Ferguson with his wife Ayaan Hirsi Ali
What he has overlooked is that the European race was far more successful than the Chinese, African, Asian or South American peoples. Why is this? I would argue that Europeans had exactly the right genetic combination of intelligence and aggression to master races without it. Africans had a surplus of aggression and the Chinese of intelligence, but neither were successful imperialists, and neither could withstand the advance of Western Civilization once it really caught fire.
If the difference in genetics was so small, as Ferguson would have us believe, why was the difference in outcomes so large? Indeed, since eugenics is nothing more than breeding in other mammals, a scientific process which has been proven over millennia, how can he dismiss it and still be scientific.
Well, of course, he can't.
This is what you get when modern historians steeped in political correctness set themselves to analyze cultural differences without observing the racial differences that caused them in the first place.

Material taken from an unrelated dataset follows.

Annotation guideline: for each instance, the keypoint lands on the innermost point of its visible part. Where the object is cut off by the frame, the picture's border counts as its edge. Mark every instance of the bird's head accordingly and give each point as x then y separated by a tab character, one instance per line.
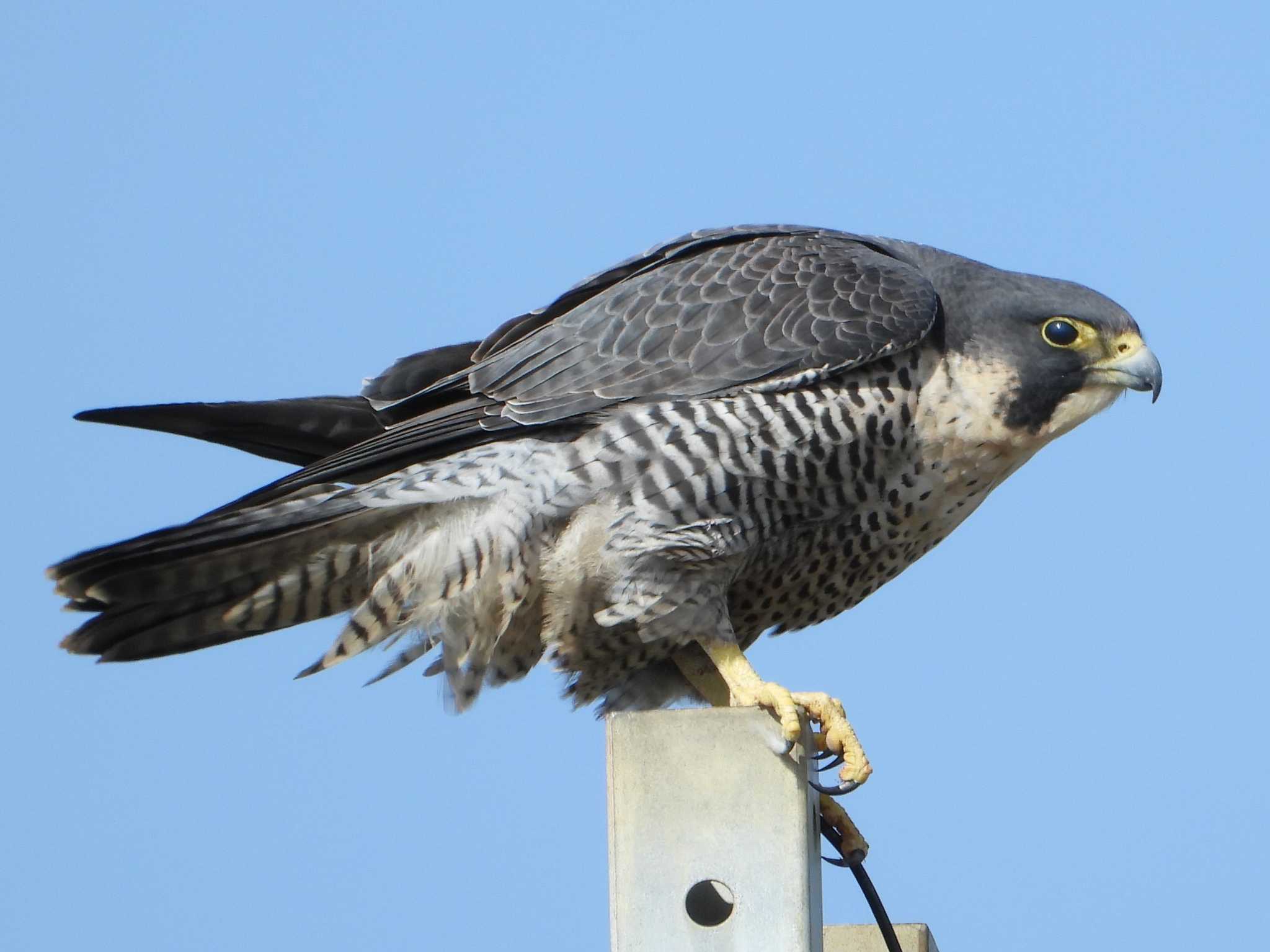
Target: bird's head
1052	352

Have another look at the photo at the top of the post. Yes, those are Africans trying to escape the squalor of Africa by moving to Europe. They won't though. You can't escape yourself, no matter how far you travel, or how dangerous the journey. When you get there, you're still who you were in the first place.
In this case, you're still back in Africa.
One can only hope a new crop of historians will take a truly scientific look at why Europe succeeded; one that is unafraid of putting science ahead of politics.